Karena begitu besarnya potensi penyimpanan karbon, Daniel mengingatkan kepada semua orang untuk selalu menjaga hutan bakau di Tanah Air. Pasalnya, jika sampai terjadi deforestasi mangrove, maka akan ada karbon yang dilepaskan ke udara.

“Itu artinya, ada emisi yang kembali udara. Dan, emisi tahunan dari kerusakan hutan mangrove Indonesia mencapai 190 juta co-eq. Itu jumlah yang sama dengan emisi jika setiap mobil di Indonesia mengitari bumi hingga dua kali,” tandas dia.

Menurut Daniel, kerusakan mangrove di Indonesia ikut menyumbangkan kerusakan mangrove di dunia. Karena faktanya, emisi global tahunan dari rusaknya ekosistem pesisir berasal dari rusaknya hutan mangrove Indonesia.

Mangrove hasil rehabilitasi yang tumbuh baik di Kuala Rigaih, pantai barat Aceh. Foto: Onrizal
Mangrove hasil rehabilitasi yang tumbuh baik di Kuala Rigaih, pantai barat Aceh. Foto: Onrizal

Dan, Daniel menyebutkan, salah satu penyebab terjadinya kerusakan mangrove di Indonesia, adalah karena semakin masifnya pengembangan sektor perikanan budidaya di seluruh pulau. Tak tanggung-tanggung, dia menyebut, dalam tiga dekade terakhir, 40 persen hutan mangrove Indonesia rusak, karena budidaya perikanan.

“Setiap tahun, 52 ribu hutan mangrove Indonesia hilang dan itu setara dengan areas seluas kota New York di AS dalam 18 bulan,” jelas dia.

Sumbangsih Akademisi

Agar implementasi butir 14 TPB bisa berjalan dengan baik, tak hanya diperlukan praktisi dan pakar yang paham dengan benar kondisi maritim dan kelautan di Tanah Air, namun juga perlu dukungan dari kampus untuk melakukan riset ilmiah. Hal itu dikatakan Dekan Fakultas Perikanan dan Kelautan IPB Luky Adrianto.

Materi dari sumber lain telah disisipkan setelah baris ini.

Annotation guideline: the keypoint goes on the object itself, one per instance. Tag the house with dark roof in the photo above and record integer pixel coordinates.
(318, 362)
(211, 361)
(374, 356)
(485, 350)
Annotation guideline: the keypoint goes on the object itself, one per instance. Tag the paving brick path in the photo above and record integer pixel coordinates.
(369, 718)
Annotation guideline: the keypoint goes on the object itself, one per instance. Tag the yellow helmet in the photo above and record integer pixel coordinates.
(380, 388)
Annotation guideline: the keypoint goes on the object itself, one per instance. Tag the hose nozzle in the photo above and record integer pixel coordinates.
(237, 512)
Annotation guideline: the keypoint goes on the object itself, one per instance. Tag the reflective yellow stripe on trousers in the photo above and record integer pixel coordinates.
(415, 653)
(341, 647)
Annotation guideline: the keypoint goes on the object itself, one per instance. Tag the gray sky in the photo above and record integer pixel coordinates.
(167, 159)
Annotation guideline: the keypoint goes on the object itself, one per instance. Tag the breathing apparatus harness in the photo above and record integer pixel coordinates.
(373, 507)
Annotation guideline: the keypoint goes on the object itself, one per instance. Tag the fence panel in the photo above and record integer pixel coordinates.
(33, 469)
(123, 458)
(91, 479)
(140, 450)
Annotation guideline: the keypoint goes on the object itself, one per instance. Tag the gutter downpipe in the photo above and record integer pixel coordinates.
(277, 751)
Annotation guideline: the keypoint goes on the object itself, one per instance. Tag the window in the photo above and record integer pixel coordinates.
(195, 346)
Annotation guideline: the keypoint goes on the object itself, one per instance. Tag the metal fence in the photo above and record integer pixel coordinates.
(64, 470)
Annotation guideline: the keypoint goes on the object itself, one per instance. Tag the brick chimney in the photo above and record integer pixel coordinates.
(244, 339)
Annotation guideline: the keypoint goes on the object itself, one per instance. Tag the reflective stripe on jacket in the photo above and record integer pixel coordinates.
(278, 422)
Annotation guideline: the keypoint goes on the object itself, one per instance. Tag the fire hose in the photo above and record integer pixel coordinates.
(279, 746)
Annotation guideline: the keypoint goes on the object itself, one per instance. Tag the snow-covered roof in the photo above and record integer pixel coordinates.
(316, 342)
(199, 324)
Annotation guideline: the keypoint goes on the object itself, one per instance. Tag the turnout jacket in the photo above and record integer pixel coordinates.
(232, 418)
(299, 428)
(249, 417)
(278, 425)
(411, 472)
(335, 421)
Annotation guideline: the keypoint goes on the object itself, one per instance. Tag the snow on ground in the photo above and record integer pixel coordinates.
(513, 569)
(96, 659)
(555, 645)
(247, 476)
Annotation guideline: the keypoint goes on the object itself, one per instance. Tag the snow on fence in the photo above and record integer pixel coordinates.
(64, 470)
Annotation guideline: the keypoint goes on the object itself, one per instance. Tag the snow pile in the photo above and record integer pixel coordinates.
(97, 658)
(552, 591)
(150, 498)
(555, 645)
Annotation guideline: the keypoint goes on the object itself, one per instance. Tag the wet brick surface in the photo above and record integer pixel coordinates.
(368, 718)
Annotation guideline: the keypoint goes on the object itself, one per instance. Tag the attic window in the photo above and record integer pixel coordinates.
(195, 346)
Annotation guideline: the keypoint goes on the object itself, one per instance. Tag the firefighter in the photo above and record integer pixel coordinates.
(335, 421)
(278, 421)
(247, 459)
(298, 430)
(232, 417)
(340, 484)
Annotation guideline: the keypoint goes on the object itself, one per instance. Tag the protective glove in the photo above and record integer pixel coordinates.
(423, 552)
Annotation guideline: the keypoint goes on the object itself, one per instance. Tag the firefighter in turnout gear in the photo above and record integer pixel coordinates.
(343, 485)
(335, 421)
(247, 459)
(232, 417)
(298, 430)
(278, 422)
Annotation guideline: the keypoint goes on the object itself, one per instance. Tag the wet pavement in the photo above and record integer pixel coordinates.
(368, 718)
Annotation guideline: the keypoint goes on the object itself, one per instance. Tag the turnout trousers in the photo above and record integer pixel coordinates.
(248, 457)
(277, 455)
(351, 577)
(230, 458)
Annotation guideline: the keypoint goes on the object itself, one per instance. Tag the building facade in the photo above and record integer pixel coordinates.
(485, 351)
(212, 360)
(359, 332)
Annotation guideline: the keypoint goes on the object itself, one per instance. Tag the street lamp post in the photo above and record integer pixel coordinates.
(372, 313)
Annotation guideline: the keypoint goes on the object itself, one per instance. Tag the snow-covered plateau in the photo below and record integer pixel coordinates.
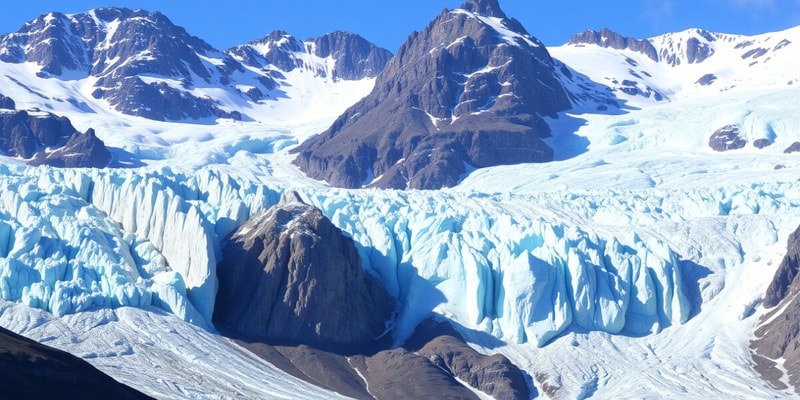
(633, 266)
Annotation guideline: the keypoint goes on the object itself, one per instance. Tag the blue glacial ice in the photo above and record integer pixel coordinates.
(523, 268)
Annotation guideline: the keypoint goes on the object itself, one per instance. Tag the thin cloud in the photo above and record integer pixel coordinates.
(753, 3)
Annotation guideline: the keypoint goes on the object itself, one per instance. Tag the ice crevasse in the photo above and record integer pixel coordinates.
(506, 265)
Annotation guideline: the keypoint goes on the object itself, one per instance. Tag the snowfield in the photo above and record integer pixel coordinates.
(631, 267)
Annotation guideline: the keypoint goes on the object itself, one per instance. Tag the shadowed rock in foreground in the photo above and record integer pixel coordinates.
(290, 276)
(292, 291)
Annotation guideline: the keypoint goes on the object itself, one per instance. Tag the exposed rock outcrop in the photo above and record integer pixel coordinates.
(135, 56)
(31, 370)
(727, 138)
(353, 56)
(469, 90)
(7, 103)
(289, 276)
(779, 338)
(44, 138)
(793, 148)
(607, 38)
(433, 363)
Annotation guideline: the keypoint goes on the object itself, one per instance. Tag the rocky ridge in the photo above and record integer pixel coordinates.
(42, 138)
(352, 56)
(289, 276)
(778, 337)
(469, 91)
(143, 65)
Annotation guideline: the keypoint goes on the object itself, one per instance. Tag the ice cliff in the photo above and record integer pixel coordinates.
(508, 265)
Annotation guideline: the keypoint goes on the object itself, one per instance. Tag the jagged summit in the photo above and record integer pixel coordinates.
(468, 91)
(489, 8)
(139, 63)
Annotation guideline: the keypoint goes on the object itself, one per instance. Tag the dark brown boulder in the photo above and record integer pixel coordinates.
(289, 276)
(727, 138)
(459, 94)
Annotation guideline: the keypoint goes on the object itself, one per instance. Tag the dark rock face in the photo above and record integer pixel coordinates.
(762, 143)
(425, 367)
(793, 148)
(31, 370)
(289, 276)
(706, 79)
(780, 337)
(727, 138)
(695, 50)
(354, 57)
(607, 38)
(44, 138)
(443, 346)
(7, 103)
(458, 93)
(140, 44)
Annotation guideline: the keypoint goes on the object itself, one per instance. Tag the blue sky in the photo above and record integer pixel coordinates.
(388, 23)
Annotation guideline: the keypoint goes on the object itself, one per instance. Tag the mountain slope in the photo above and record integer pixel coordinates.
(468, 91)
(139, 63)
(33, 371)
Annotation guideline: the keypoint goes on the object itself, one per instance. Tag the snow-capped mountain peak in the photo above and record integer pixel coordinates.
(336, 55)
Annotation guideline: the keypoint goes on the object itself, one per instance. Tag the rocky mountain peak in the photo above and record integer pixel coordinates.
(489, 8)
(465, 92)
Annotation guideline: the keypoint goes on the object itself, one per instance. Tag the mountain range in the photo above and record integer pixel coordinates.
(478, 213)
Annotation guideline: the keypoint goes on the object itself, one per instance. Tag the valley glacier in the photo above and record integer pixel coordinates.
(638, 243)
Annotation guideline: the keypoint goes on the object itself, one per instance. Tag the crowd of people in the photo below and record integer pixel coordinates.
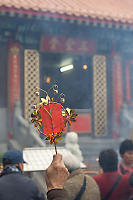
(66, 181)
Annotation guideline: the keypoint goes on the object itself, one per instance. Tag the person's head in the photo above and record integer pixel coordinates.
(71, 162)
(13, 157)
(108, 160)
(126, 151)
(71, 137)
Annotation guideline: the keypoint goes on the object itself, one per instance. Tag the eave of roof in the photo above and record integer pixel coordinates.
(119, 11)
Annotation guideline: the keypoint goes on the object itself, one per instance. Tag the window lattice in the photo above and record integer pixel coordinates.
(31, 80)
(100, 95)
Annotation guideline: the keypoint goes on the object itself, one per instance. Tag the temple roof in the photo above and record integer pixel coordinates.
(116, 10)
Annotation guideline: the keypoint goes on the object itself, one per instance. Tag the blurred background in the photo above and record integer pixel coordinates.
(86, 48)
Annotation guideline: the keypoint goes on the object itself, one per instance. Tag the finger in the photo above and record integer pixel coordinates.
(57, 157)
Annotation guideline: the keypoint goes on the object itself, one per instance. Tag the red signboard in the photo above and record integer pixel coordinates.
(67, 44)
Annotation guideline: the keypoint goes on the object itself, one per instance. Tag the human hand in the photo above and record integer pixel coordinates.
(56, 173)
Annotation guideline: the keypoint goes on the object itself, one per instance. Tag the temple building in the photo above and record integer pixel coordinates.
(95, 37)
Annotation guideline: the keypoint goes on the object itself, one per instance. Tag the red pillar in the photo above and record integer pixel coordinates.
(13, 79)
(117, 93)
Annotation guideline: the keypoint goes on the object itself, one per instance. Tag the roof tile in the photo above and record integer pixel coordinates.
(118, 10)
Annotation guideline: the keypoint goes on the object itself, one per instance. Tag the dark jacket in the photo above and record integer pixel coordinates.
(75, 182)
(57, 194)
(15, 186)
(122, 191)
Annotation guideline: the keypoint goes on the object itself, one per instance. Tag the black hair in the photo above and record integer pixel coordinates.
(108, 160)
(125, 146)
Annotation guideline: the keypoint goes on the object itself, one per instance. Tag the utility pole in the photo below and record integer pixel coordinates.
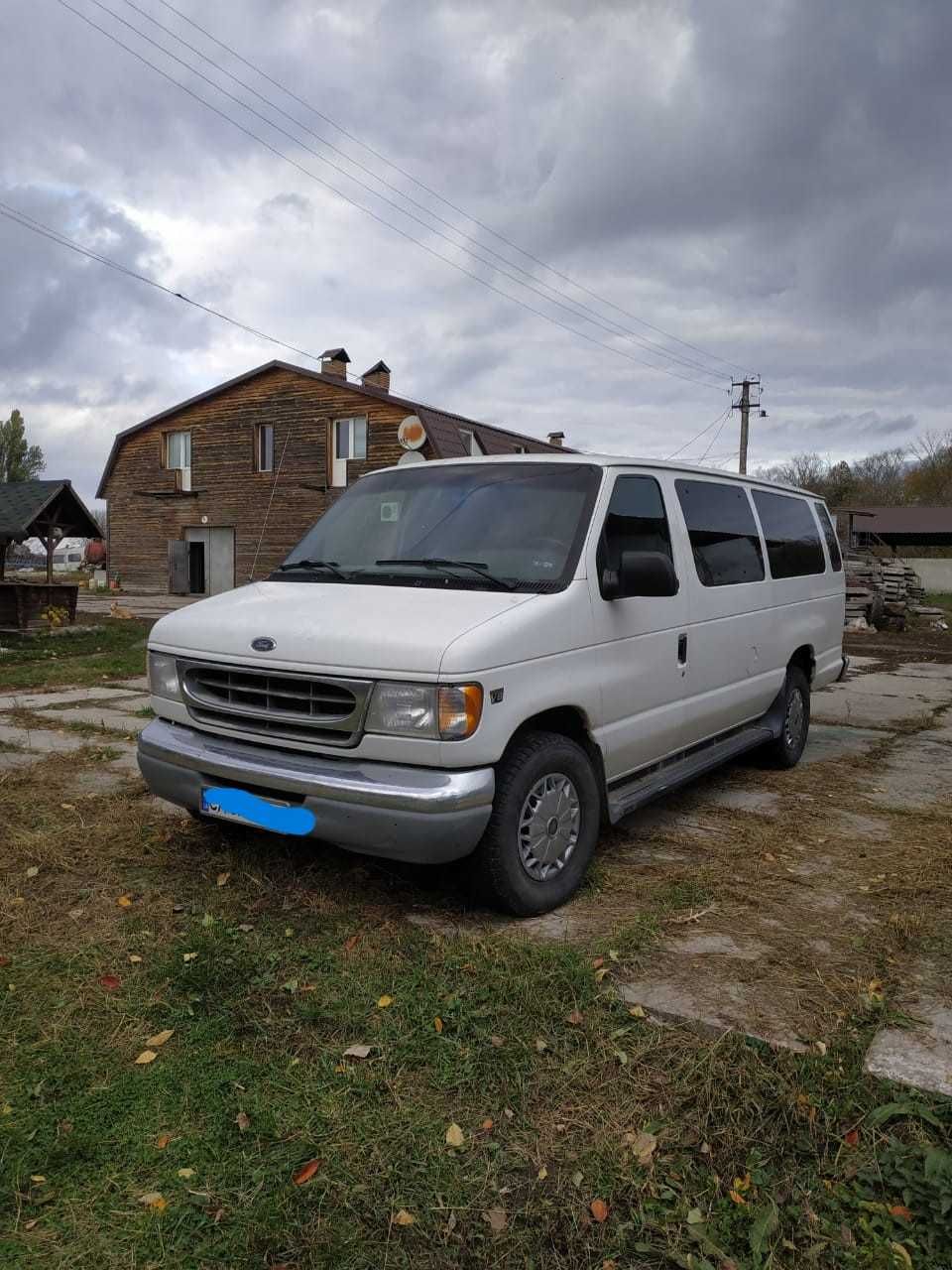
(744, 405)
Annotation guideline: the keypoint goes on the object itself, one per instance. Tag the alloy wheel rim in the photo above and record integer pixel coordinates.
(548, 826)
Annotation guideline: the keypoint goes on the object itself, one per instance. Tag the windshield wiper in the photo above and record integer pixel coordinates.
(440, 563)
(330, 566)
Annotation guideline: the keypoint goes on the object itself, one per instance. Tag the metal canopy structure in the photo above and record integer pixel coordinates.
(45, 509)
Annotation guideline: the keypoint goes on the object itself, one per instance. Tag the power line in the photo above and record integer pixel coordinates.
(571, 309)
(434, 193)
(579, 309)
(720, 420)
(381, 220)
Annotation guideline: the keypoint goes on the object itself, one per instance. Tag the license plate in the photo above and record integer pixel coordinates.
(241, 807)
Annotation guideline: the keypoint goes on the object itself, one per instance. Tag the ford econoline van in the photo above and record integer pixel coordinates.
(493, 658)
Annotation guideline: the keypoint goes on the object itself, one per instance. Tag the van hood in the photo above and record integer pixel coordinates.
(331, 626)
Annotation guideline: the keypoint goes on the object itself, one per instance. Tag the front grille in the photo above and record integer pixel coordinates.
(276, 702)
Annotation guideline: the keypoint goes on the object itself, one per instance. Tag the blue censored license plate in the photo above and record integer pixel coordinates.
(262, 813)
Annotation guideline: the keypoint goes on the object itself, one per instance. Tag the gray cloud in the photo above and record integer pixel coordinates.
(771, 183)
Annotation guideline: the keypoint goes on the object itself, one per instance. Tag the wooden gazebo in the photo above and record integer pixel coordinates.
(45, 509)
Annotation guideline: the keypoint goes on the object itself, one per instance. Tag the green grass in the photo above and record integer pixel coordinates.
(262, 1017)
(99, 649)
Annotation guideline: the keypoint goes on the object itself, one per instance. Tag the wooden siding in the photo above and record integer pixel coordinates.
(145, 512)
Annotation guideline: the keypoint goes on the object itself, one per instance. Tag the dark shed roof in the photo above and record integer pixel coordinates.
(27, 503)
(442, 427)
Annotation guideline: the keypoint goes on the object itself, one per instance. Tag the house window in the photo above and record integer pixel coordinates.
(178, 457)
(264, 447)
(349, 443)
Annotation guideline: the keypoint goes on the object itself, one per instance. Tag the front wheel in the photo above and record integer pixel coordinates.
(784, 751)
(543, 828)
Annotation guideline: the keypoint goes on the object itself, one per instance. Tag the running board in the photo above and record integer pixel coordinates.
(626, 798)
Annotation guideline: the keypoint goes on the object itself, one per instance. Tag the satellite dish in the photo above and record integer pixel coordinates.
(412, 434)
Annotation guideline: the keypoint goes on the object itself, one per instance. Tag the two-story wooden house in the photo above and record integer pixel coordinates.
(216, 490)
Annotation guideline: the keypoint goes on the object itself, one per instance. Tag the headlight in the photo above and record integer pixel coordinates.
(164, 676)
(447, 712)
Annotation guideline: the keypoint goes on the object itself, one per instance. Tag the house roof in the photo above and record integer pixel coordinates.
(442, 426)
(23, 504)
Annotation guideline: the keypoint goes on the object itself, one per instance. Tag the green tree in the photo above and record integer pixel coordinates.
(18, 460)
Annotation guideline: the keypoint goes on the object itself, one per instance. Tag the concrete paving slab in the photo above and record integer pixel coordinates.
(41, 699)
(41, 740)
(914, 775)
(826, 742)
(883, 699)
(919, 1056)
(99, 716)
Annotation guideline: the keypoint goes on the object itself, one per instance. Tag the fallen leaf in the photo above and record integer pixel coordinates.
(497, 1219)
(599, 1209)
(644, 1148)
(306, 1173)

“Indonesia memiliki sumber daya laut yang melimpah dan tidak dimiliki oleh negara lain. Tapi faktanya, itu belum dimanfaatkan dengan baik dan benar oleh kita. Dan itu perlu dukungan kampus untuk melakukan riset ilmiah,” jelas dia.

Luky mengatakan, fakta bahwa Indonesia adalah negara dengan garis pantai terpanjang kedua di dunia, seharusnya bisa menjadi keunggulan. Tetapi, fakta juga berbicara bahwa Indonesia saat ini menjadi negara maritim dan perikanan yang tidak kuat.

Luky menyebut, untuk daya saing saja, Indonesia dari tahun ke tahun terus mengalami penurunan, dan itu terjadi juga pada 2016. Fakta lain juga diungkap dia, Indonesia saat ini tidak termasuk dalam kelompok utama pengeskpor ikan di dunia.

“Indonesia masih kalah bersaing dengan Tiongkok, Norwegia, Vietnam, dan Thailand,” jelas dia.

Untuk itu, perlu upaya yang kuat dari Pemerintah Indonesia untuk mengimplementasikan butir 14 TPB dan bagaimana mensinergikannya dengan semua sektor kehidupan dan ekonomi yang ada. Tantangan tersebut juga harus dipecahkan oleh akademisi yang ada di peguruan tinggi di mana pun berada.

“IPB saat ini sudah mendeklarasikan sebagai central of excellent untuk butir 14 SGDs ini. Dengan deklarasi ini, diharapkan ada sumbangsih untuk tata kelola kemaritiman, perikanan dan kelautan di Tanah Air,” pungkas dia.